A Thanksgiving Survival Guide For Vegetarians and Vegans
Three things: prepare, share, and get the goods
For most of us, Thanksgiving dinner means turkey with all the (sometimes meat-infused) trimmings, including stuffing, casseroles galore—and gravy, gravy, gravy! If you're a vegetarian or vegan, how do you enjoy Thanksgiving dinner without having to resort to a plateful of carbs? Two words: Plan ahead.
Preparation Makes Perfect
If you’re not hosting Thanksgiving dinner yourself, it’s a good idea to give your hosts a heads-up on your dietary restrictions.
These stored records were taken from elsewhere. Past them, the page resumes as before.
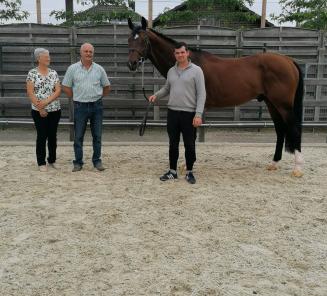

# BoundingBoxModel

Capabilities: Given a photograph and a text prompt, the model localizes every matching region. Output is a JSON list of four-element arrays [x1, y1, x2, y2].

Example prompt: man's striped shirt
[[62, 61, 110, 103]]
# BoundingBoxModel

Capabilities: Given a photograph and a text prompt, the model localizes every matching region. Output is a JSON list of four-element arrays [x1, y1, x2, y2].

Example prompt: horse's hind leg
[[276, 103, 304, 177], [265, 99, 285, 171]]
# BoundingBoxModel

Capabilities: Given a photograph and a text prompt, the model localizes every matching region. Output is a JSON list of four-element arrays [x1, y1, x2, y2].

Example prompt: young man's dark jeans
[[74, 99, 103, 166], [32, 110, 61, 166], [167, 109, 196, 171]]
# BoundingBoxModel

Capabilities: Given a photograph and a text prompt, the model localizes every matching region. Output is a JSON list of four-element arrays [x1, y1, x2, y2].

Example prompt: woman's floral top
[[26, 68, 60, 112]]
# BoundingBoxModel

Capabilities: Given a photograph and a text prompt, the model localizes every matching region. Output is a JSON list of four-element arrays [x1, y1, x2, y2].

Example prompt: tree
[[0, 0, 29, 24], [271, 0, 327, 30], [159, 0, 258, 25], [50, 0, 136, 25]]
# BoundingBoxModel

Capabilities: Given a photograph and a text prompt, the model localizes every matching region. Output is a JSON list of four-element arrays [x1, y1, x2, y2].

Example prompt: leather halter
[[129, 30, 151, 61]]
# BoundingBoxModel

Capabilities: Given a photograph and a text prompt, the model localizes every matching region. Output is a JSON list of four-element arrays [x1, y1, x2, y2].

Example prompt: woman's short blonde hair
[[34, 47, 49, 62]]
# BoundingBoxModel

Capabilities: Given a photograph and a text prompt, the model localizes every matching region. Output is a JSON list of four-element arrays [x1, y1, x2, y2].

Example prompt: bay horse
[[128, 17, 304, 177]]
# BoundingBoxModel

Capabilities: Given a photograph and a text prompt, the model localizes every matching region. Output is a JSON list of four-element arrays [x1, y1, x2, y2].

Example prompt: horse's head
[[128, 17, 150, 71]]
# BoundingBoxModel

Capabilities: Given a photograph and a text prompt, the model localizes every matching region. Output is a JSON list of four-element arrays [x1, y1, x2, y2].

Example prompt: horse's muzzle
[[127, 61, 139, 71]]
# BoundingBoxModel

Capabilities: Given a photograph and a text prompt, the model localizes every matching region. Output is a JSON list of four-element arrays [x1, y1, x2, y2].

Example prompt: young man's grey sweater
[[155, 62, 206, 116]]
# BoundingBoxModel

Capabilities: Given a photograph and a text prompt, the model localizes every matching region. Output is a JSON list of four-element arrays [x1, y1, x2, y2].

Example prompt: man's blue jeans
[[73, 99, 103, 166]]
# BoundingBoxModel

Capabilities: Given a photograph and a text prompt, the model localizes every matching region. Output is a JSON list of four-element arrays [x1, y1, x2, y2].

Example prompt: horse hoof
[[267, 164, 277, 171], [292, 170, 303, 178]]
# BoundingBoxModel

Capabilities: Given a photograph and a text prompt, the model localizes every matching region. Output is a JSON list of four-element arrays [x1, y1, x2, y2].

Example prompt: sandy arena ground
[[0, 128, 327, 296]]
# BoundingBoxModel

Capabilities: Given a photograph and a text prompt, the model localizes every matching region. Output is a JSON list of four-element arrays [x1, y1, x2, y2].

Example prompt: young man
[[149, 42, 206, 184], [62, 43, 110, 172]]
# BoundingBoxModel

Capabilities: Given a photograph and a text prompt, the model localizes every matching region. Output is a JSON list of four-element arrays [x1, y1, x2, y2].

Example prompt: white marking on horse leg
[[267, 160, 278, 171], [293, 150, 304, 177]]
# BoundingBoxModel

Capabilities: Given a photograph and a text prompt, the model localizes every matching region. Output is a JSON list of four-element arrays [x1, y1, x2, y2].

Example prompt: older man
[[62, 43, 110, 172]]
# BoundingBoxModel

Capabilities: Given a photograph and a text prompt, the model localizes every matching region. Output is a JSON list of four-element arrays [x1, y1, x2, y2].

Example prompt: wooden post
[[260, 0, 267, 28], [148, 0, 153, 28], [36, 0, 42, 24]]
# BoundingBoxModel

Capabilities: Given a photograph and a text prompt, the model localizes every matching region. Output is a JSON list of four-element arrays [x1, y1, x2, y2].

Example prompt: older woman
[[26, 48, 61, 172]]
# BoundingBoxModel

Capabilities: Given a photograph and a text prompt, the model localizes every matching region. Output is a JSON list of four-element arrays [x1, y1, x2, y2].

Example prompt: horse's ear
[[141, 16, 148, 31], [128, 17, 134, 31]]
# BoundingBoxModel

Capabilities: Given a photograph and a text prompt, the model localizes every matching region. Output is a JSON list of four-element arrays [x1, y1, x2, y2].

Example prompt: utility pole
[[260, 0, 267, 28], [36, 0, 42, 24], [65, 0, 74, 24], [148, 0, 153, 28]]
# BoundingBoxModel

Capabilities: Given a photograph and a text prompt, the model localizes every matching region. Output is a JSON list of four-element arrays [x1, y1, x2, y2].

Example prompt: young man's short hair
[[174, 42, 188, 50]]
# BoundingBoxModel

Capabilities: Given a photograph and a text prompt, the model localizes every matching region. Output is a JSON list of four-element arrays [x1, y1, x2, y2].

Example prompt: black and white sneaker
[[185, 172, 196, 184], [160, 171, 177, 181]]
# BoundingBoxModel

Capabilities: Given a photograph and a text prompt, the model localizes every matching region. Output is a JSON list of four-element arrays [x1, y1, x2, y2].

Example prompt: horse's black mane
[[150, 29, 201, 52], [132, 26, 201, 52]]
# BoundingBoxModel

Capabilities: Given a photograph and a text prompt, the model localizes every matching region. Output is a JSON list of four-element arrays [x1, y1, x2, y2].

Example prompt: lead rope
[[139, 58, 153, 137]]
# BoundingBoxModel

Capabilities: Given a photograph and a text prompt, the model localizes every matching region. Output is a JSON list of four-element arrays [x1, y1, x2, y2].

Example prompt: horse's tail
[[285, 62, 304, 153]]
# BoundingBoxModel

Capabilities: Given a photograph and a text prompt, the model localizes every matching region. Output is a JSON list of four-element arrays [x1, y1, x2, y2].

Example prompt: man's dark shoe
[[160, 171, 177, 181], [72, 163, 82, 172], [185, 172, 196, 184], [94, 162, 105, 172]]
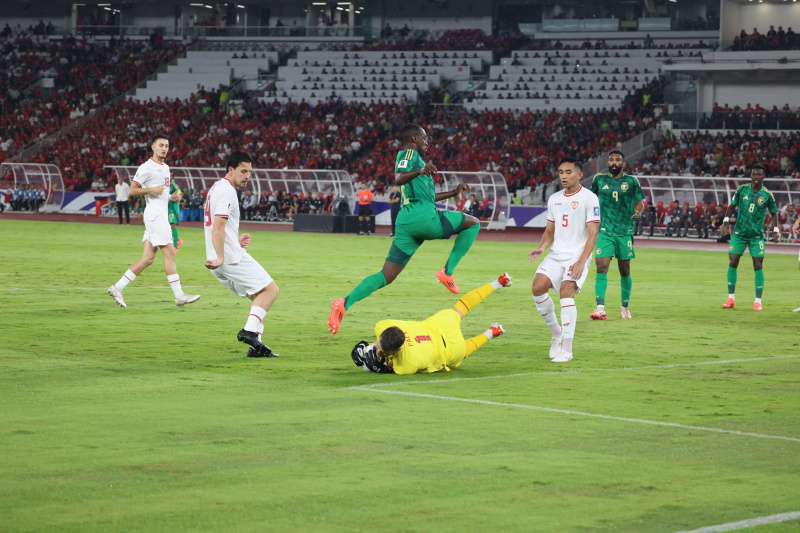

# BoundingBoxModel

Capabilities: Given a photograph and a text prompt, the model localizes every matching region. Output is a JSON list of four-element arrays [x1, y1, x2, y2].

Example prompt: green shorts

Barrie Wolfe, MS, RD, a nutritionist based in Chappaqua, says that it’s perfectly acceptable “to casually ask what’s being served a few days in advance.” If you don’t know the host well or feel uncomfortable about inquiring about the menu, “eat a little something beforehand so you’re not starving,” advises Ilyse Schapiro, MS, RD, CDN, a Harrison-based nutritionist.
Sharing is Caring
“When I host, I always ask if anyone has food restrictions,” says Schapiro, and Wolfe agrees that a good host should “make sure that each person has at least one dish” that meets his or her dietary restrictions. If you’re a guest, bring a dish “that accommodates your diet but that everyone can enjoy.” Wolfe says it’s not difficult to accommodate vegetarian or vegan guests. For instance, you could “make a soup with a vegetable-based rather than chicken-based broth.” In addition, you can “include an acceptable protein such as tofu, saitan, beans, or, if they are a pesco-vegetarian, fish. For a vegan, you could use almond, soy, or coconut milk instead of regular milk in a recipe.”
Get the Goods
Both Wolfe and Schapiro swear by Whole Foods for vegan- and vegetarian-friendly ingredients and prepared foods, and both note that there are many county caterers and restaurants that offer vegan and vegetarian fare. “And wholefoods.com has amazing recipes, too!” says Wolfe. See? Easy-peasy.